Invece, il Teatro della Toscana porterà i suoi spettacoli dal vivo nei teatri di nove comuni distribuiti su tutte le aree della Città Metropolitana e in quindici istituti scolastici del territorio con rappresentazioni mattutine, laboratori teatrali con gli insegnanti e incontri con gli artisti, per circa 2000 studenti. Il progetto prevede la programmazione di cinque spettacoli, per un totale di ventiquattro repliche, distribuite tra l’area fiorentina e le aree non fiorentine della Città Metropolitana nel periodo aprile–dicembre 2026.
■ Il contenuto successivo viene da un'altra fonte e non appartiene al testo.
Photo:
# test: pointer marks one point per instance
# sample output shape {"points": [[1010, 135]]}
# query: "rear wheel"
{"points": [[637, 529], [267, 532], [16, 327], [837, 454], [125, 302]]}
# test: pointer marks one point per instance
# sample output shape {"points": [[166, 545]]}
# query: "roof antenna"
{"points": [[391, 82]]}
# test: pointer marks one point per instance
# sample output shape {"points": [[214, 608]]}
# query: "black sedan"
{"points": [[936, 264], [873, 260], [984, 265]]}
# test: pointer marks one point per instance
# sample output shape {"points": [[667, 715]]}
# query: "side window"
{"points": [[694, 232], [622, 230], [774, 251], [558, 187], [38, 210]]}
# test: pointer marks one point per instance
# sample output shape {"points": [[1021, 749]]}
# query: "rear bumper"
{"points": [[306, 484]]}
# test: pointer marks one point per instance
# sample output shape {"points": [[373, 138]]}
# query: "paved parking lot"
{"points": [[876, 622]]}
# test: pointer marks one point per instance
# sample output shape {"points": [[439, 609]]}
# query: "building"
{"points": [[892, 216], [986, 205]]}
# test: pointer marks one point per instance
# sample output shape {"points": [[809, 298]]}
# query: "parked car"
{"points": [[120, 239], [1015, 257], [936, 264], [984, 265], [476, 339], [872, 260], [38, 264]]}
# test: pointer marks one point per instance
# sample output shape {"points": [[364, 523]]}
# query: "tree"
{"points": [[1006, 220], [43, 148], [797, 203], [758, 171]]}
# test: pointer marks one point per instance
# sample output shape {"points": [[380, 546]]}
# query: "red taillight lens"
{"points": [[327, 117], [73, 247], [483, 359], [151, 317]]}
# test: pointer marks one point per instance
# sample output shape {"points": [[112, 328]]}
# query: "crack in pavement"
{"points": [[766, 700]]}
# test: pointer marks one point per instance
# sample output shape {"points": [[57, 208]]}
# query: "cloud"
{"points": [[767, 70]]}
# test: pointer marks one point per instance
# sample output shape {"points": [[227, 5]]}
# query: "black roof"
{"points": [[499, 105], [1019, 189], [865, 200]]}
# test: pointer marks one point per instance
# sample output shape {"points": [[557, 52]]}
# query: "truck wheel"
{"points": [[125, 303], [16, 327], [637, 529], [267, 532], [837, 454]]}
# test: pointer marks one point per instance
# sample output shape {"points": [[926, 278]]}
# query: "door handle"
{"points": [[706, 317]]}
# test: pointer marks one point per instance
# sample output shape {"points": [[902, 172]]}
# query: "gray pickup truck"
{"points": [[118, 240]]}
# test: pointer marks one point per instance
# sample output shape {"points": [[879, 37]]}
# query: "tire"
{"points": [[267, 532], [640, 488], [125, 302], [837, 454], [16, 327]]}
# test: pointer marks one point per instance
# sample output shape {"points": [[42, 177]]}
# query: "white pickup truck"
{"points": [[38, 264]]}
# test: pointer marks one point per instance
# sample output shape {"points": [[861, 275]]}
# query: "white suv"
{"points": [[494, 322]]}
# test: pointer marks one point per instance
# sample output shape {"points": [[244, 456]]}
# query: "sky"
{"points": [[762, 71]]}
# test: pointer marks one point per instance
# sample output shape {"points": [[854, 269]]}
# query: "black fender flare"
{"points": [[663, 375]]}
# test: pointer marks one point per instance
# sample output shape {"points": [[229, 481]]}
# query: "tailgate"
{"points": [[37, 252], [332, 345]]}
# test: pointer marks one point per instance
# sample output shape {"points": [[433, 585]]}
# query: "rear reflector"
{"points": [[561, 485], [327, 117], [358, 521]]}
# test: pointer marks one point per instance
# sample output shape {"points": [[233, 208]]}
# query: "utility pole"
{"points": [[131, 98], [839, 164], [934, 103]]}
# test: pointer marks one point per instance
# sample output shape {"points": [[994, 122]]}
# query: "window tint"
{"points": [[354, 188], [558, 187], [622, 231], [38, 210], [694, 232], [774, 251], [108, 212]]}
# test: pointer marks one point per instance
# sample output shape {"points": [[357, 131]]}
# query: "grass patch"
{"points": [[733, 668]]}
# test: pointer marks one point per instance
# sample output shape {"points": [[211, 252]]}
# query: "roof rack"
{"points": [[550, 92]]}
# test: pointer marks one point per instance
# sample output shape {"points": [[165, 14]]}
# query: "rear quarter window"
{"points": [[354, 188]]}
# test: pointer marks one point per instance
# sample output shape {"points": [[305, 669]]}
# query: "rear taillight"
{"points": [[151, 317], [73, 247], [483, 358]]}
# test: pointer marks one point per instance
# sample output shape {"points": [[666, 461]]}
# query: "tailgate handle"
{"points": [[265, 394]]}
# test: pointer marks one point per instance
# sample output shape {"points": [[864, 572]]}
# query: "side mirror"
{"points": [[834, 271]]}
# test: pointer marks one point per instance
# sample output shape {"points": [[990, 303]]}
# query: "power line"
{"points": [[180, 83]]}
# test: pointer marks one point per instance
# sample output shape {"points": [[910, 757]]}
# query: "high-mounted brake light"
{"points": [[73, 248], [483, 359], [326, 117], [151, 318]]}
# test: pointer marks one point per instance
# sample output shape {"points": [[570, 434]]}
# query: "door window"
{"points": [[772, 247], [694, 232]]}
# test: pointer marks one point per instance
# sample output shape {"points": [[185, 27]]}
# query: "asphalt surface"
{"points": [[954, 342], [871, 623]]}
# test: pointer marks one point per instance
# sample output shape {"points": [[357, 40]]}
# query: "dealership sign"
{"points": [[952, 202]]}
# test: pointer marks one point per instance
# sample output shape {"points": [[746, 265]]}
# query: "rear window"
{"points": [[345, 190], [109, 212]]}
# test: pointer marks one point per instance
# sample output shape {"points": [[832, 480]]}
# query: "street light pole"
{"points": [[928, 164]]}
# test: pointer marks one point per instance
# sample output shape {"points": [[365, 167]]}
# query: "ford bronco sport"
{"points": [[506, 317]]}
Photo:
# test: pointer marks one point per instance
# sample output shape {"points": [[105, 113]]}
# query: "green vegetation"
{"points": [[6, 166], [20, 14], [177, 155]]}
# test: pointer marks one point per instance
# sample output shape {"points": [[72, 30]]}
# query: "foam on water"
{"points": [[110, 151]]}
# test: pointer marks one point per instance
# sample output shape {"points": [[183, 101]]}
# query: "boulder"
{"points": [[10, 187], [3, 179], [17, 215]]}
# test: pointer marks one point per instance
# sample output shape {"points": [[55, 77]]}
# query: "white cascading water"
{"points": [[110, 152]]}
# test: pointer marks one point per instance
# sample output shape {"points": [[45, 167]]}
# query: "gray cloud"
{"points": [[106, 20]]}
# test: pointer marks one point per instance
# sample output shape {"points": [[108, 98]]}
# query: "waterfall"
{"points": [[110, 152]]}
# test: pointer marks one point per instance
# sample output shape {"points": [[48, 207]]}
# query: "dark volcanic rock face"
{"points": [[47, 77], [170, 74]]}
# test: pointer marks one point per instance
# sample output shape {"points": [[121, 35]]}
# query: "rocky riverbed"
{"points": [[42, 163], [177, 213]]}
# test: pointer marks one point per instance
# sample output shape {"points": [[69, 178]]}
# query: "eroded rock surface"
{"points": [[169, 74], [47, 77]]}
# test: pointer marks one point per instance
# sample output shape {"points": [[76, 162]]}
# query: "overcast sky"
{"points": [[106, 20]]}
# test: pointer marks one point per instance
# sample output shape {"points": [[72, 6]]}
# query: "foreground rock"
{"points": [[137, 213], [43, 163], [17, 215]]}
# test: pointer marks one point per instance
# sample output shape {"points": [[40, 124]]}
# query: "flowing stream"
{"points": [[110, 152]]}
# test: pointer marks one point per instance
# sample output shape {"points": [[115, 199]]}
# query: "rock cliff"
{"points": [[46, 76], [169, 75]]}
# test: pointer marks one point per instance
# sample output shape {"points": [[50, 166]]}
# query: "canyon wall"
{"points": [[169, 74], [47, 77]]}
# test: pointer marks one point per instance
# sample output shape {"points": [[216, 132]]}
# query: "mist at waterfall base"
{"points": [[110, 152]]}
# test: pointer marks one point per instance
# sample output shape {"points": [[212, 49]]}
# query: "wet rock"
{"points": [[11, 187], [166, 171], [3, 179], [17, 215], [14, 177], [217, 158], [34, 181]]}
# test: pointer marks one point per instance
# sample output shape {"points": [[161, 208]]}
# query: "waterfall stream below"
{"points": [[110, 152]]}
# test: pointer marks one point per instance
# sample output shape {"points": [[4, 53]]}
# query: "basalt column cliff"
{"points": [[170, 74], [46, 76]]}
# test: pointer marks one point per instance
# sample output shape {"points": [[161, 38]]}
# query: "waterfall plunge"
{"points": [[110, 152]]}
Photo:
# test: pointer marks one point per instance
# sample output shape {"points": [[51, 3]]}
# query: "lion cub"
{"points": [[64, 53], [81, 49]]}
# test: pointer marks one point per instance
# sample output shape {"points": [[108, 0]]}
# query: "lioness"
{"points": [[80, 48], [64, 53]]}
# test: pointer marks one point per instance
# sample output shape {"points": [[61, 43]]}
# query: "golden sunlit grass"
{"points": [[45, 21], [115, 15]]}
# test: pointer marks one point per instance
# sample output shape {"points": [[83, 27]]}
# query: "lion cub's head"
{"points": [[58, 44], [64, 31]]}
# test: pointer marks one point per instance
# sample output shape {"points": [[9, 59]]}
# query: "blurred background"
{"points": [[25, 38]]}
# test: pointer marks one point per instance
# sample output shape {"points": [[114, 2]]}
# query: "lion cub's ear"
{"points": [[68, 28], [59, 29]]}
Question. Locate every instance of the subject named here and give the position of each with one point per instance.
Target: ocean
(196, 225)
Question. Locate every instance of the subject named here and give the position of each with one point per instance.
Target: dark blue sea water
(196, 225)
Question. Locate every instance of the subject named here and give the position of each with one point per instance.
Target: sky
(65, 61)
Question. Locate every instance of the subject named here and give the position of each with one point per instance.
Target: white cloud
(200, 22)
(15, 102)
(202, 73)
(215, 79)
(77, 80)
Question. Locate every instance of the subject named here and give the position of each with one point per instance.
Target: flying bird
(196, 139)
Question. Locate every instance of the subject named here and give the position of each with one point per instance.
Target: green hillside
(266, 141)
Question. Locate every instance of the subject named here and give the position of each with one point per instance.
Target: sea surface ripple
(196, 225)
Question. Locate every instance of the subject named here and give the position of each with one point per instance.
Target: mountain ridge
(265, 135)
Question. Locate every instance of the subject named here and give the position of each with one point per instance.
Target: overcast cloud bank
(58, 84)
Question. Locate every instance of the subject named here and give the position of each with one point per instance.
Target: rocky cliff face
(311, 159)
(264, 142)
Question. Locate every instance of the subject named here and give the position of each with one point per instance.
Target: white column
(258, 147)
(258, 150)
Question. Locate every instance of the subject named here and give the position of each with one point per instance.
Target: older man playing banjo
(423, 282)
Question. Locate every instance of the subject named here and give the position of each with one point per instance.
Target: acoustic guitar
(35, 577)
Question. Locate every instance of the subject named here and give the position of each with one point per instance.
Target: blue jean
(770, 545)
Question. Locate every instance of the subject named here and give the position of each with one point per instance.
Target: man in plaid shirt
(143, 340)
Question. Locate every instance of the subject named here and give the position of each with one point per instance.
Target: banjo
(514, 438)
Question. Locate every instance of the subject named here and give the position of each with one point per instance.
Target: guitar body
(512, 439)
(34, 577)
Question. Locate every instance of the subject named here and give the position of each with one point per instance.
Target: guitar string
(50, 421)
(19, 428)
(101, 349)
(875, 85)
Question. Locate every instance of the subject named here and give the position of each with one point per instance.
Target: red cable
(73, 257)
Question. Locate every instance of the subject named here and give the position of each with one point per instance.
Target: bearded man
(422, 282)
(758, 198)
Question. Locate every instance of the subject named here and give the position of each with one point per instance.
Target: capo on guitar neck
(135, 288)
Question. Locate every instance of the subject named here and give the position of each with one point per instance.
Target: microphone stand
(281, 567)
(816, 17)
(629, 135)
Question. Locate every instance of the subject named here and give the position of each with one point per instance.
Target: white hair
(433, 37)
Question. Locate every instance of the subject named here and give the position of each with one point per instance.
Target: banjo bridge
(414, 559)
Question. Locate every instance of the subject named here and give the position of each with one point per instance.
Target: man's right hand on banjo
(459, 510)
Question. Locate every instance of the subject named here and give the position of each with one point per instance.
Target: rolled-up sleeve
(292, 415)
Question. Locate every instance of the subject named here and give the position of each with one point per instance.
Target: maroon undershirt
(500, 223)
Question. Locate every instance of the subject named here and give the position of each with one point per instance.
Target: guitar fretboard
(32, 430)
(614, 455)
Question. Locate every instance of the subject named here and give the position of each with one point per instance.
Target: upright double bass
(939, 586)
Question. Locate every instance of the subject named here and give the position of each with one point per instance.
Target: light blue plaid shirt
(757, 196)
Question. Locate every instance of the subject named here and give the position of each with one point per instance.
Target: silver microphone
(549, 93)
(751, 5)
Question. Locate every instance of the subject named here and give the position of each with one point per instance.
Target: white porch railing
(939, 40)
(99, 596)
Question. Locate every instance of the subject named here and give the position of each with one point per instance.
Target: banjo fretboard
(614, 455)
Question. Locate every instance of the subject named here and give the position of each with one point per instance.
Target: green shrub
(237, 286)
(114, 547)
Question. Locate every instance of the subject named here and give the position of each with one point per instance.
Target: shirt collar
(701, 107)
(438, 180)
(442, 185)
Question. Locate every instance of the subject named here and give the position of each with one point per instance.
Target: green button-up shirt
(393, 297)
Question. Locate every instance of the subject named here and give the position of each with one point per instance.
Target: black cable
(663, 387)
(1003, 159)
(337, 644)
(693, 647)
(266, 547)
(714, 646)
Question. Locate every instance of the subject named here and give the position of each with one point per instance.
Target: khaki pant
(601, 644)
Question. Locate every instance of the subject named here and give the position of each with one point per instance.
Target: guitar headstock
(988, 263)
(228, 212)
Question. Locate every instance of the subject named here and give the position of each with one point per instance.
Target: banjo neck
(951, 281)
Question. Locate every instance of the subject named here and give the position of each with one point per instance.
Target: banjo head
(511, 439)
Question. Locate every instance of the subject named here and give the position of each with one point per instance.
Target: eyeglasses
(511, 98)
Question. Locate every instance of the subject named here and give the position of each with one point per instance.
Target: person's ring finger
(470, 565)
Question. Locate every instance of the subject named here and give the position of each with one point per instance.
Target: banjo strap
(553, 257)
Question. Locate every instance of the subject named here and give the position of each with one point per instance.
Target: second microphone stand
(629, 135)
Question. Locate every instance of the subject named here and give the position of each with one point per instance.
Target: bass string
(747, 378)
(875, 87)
I progetti sono cinque: Angeli del Fango, nuovo testo inedito di Martina Vianovi, scritto in occasione del 60° anniversario dell’alluvione di Firenze del 1966; Evoluzioni Razziali, uno spettacolo su tematiche di inclusione, diversità e diritti con Luisa Cattaneo e Roberto Gioffrè, con la partecipazione scientifica della prof.ssa Micaela Frulli; Straordinari, Cantata per la fine del mese, di e con Gioia Salvatori, Riccardo Goretti e Simona Senzacqua, una riflessione scenica e musicale sul lavoro contemporaneo, la precarietà e il rapporto tra identità personale e condizione lavorativa; Walking Thérapie, un format teatrale itinerante dove gli spettatori, muniti di cuffie wireless, vengono guidati da due attori-improvvisatori; Talk Show Polaroid, un format ibrido fra divulgazione e spettacolo dal vivo: una conversazione pubblica, con rigore e autoironia, sui temi del presente.
Ha aggiunto Sereni: “Questo progetto permette di arrivare in moltissimo comuni metropolitani e negli istituti scolastici, dando molteplicità di opportunità sui territori fuori dall'area fiorentina”.
Il primo provvedimento, di concessione di 1.400.000 euro per la rassegna Maggio Metropolitano è stato approvato all’unanimità mentre quello che destina al Teatro della Toscana 300.000 euro è stato approvato a maggioranza (contrari Centrodestra e Civici per il Cambiamento).
Il consigliere Alessandro Scipioni, capogruppo di centrodestra e civici per il cambiamento, ha annunciato il voto contrario del gruppo in linea alla posizione critica in Consiglio regionale verso il Teatro della Toscana.